Catriona Jeffries Gallery is pleased to present works by seven gallery artists in several exhibition sites at Art Basel Miami Beach.
Arabella Campbell, Brian Jungen and Ian Wallace exhibit new works, each of which approaches a modernist logic of seriality with a precise mode of discernment that exists in tension with the cluttered social world.
Senior Vancouver artist Ian Wallace presents new acrylic and photolaminate on canvas works that bind the referential capacity of documentary photography to the abstract field of the painted monochrome. Chicago Crosswalk turns to a major urban intersection commanded by near-megalithic corporate structures, the illuminated glass of which evokes a kind of steepened Broadway Boogie-Woogie. In contrast, Support/Surface I, II is a diptych that denotes the symbiotic bond between painting and photography in Wallace’s practice by documenting the working space of the studio at the exact moment it is occupied in the works’ making.
Three new works by Arabella Campbell consider the character and capacity of the medium of painting by way of its most basic properties of surface and support. In two canvases entitled Two Surfaces - One Colour, Belgian Linen Brussels, and Two Surfaces - One Colour, Belgian Linen Vancouver, the delicate monochromatic surfaces contain almost imperceptible variations which index the texture and hue of their underlying material support. The green painters’ tape that Campbell has deliberately left on the top edge of each canvas reflects a faint green glow onto the wall, further integrating the art object and its physical support structure. In Physical Facts #8, Campbell’s pragmatic configuration of pigmented surface and untreated canvas registers subtly its plain, factual structure.
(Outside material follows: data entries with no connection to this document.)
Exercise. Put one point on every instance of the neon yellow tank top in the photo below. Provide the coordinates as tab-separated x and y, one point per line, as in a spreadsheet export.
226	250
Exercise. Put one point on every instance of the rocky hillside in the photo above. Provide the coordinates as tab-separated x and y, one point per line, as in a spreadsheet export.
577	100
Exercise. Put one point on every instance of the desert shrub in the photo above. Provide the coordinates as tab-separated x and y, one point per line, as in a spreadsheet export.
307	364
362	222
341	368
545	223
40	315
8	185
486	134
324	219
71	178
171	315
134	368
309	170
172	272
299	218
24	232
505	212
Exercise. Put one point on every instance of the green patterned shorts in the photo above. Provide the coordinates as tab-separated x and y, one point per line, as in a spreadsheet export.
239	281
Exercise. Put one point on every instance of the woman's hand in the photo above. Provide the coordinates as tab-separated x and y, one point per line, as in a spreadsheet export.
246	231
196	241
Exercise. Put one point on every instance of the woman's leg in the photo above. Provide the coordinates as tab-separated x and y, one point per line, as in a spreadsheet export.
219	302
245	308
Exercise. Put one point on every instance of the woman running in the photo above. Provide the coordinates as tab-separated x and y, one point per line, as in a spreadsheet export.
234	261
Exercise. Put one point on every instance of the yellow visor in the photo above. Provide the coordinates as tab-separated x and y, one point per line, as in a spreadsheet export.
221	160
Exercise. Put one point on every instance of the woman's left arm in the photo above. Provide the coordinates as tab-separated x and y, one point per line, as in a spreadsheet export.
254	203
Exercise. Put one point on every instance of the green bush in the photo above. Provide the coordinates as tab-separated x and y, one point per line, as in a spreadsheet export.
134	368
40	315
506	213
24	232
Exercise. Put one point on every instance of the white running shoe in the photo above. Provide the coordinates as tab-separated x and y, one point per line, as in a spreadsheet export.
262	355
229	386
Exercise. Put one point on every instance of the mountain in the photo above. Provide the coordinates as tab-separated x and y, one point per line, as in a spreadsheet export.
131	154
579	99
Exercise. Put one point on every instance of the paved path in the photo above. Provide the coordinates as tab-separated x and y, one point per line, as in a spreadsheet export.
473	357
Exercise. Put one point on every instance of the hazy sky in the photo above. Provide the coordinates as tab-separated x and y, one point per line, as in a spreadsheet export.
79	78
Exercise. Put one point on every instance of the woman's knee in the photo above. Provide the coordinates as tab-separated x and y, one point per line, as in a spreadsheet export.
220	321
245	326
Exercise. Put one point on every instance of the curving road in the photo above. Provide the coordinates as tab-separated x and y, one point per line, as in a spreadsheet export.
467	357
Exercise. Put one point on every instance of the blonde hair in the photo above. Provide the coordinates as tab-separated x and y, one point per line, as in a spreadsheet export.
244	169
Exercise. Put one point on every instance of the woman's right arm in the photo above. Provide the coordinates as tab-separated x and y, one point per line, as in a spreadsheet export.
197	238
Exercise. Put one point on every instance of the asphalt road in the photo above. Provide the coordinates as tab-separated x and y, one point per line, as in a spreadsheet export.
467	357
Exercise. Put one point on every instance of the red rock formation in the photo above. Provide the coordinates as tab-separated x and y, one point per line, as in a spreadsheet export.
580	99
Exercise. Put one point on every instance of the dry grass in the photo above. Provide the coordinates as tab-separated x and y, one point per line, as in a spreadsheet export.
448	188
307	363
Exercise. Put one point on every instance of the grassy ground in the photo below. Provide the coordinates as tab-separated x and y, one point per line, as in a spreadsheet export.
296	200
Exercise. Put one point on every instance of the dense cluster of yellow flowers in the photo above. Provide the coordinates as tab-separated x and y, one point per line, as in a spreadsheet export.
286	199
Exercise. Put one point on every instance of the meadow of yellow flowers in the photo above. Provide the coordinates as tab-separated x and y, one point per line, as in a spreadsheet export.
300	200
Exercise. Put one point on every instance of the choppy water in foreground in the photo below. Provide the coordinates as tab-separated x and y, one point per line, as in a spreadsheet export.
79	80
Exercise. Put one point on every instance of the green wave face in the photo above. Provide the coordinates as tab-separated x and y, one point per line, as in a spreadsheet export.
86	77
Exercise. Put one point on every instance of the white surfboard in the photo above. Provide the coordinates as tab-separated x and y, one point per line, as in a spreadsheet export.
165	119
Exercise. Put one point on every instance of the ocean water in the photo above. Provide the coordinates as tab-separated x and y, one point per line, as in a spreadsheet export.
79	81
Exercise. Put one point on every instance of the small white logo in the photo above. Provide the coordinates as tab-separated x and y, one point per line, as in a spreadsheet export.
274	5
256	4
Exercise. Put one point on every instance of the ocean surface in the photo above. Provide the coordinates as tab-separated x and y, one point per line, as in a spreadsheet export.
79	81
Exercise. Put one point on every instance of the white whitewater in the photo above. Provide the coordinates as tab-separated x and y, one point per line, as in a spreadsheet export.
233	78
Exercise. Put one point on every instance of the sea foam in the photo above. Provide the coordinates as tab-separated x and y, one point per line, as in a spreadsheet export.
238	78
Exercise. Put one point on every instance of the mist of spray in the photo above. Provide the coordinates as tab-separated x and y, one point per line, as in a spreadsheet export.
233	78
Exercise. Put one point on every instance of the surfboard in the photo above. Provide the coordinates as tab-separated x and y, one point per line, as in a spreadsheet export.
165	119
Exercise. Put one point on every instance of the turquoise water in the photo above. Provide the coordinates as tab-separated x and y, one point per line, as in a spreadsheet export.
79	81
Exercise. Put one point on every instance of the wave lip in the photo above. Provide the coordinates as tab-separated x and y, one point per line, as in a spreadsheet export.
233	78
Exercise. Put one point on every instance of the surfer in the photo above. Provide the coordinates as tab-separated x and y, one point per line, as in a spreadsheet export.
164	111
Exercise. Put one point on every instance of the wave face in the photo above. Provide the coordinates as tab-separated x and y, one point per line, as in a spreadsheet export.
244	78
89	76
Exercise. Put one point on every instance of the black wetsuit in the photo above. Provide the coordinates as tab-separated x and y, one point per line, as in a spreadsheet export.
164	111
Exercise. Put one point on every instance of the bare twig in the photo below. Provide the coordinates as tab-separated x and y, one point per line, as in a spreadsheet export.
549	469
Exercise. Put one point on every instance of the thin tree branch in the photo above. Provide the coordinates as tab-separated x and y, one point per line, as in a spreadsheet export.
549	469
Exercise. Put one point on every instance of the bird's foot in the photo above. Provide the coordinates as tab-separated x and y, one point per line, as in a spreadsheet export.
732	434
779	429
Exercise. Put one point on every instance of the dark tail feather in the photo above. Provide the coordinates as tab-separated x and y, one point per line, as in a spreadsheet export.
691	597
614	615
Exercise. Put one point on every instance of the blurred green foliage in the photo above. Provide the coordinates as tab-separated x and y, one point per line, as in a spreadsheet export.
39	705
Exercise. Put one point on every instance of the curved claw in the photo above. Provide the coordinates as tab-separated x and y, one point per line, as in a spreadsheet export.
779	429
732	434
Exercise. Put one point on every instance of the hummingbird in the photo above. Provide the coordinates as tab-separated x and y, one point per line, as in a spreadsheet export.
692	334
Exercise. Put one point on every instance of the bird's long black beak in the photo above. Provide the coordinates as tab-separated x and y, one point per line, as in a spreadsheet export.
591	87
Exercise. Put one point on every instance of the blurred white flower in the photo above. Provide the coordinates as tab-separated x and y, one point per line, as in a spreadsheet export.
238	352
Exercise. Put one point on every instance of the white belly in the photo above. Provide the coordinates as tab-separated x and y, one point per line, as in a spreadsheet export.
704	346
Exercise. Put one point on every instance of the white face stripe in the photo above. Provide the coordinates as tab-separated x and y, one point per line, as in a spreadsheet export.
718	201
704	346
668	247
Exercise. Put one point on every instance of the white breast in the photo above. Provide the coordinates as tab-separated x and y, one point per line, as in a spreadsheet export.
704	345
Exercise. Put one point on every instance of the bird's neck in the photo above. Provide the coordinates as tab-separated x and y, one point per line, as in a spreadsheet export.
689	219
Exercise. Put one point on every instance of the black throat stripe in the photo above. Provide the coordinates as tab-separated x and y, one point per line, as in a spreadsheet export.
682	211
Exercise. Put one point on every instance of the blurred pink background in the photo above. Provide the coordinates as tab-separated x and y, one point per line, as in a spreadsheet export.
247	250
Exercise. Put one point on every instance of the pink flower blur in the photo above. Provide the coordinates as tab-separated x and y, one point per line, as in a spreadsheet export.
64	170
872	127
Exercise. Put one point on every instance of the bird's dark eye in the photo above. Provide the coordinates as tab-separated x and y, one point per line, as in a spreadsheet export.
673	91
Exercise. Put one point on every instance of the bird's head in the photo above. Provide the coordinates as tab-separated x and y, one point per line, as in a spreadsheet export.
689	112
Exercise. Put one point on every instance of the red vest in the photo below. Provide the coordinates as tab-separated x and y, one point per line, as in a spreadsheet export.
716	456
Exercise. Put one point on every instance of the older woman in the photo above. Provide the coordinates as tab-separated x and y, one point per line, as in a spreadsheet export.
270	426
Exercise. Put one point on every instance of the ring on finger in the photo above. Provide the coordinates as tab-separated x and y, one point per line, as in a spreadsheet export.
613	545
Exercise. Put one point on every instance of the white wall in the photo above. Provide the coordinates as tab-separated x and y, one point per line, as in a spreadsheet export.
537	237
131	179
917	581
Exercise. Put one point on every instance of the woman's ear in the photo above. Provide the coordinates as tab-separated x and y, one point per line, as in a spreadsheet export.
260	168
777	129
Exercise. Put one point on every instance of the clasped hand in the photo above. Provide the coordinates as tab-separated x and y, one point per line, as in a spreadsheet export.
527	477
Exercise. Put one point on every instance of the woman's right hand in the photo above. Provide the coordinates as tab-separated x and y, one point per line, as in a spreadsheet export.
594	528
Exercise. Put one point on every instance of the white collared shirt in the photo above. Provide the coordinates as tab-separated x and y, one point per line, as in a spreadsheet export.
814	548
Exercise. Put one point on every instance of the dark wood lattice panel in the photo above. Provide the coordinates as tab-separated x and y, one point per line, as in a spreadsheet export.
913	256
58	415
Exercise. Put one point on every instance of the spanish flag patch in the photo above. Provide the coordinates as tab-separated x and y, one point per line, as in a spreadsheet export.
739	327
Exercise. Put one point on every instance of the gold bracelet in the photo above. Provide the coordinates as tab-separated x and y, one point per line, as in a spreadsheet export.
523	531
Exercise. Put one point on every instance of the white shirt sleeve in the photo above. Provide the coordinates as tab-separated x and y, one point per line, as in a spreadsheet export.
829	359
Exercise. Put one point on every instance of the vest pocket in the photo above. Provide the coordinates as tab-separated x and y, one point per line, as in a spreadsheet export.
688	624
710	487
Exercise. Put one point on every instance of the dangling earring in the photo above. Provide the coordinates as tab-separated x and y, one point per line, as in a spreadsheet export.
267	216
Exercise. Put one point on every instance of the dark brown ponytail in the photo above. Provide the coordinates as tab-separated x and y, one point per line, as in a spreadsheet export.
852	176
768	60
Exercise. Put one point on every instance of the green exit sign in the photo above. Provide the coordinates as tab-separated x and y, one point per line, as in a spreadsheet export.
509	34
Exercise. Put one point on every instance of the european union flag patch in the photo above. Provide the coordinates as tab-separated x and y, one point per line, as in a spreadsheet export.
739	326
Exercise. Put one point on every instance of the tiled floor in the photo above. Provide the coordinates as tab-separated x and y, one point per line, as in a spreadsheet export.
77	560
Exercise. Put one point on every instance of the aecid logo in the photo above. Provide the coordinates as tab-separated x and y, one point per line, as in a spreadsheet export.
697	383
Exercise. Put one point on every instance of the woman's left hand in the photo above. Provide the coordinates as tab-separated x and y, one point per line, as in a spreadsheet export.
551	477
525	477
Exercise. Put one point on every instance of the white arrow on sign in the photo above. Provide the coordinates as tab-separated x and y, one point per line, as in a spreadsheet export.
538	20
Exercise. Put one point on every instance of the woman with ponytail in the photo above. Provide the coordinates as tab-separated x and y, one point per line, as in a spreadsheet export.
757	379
Brian Jungen considers competing systems of land distribution and forms of claim upon it in the form of his twelve-foot high, volumetric tube stack made of high-end golf bags, reconfigured with strong formal resemblance to a totem pole. Titled 1990, the work is the sixth and last in the series of tube stack works, five of which are currently on view at the Lyon Biennale. Jungen pinpoints and deconstructs the upscale baggage that frequently makes the rounds on contested sites of land use in order to contrast sharply the aesthetic and recreational development of "landscape" against a more inherently functional approach to land activity.
Recent video works by Roy Kiyooka, Damian Moppett, Judy Radul and Kevin Schmidt were screened in the Art Video Lounge Programme Thermostat: Video and the Pacific Northwest curated by Michael Darling.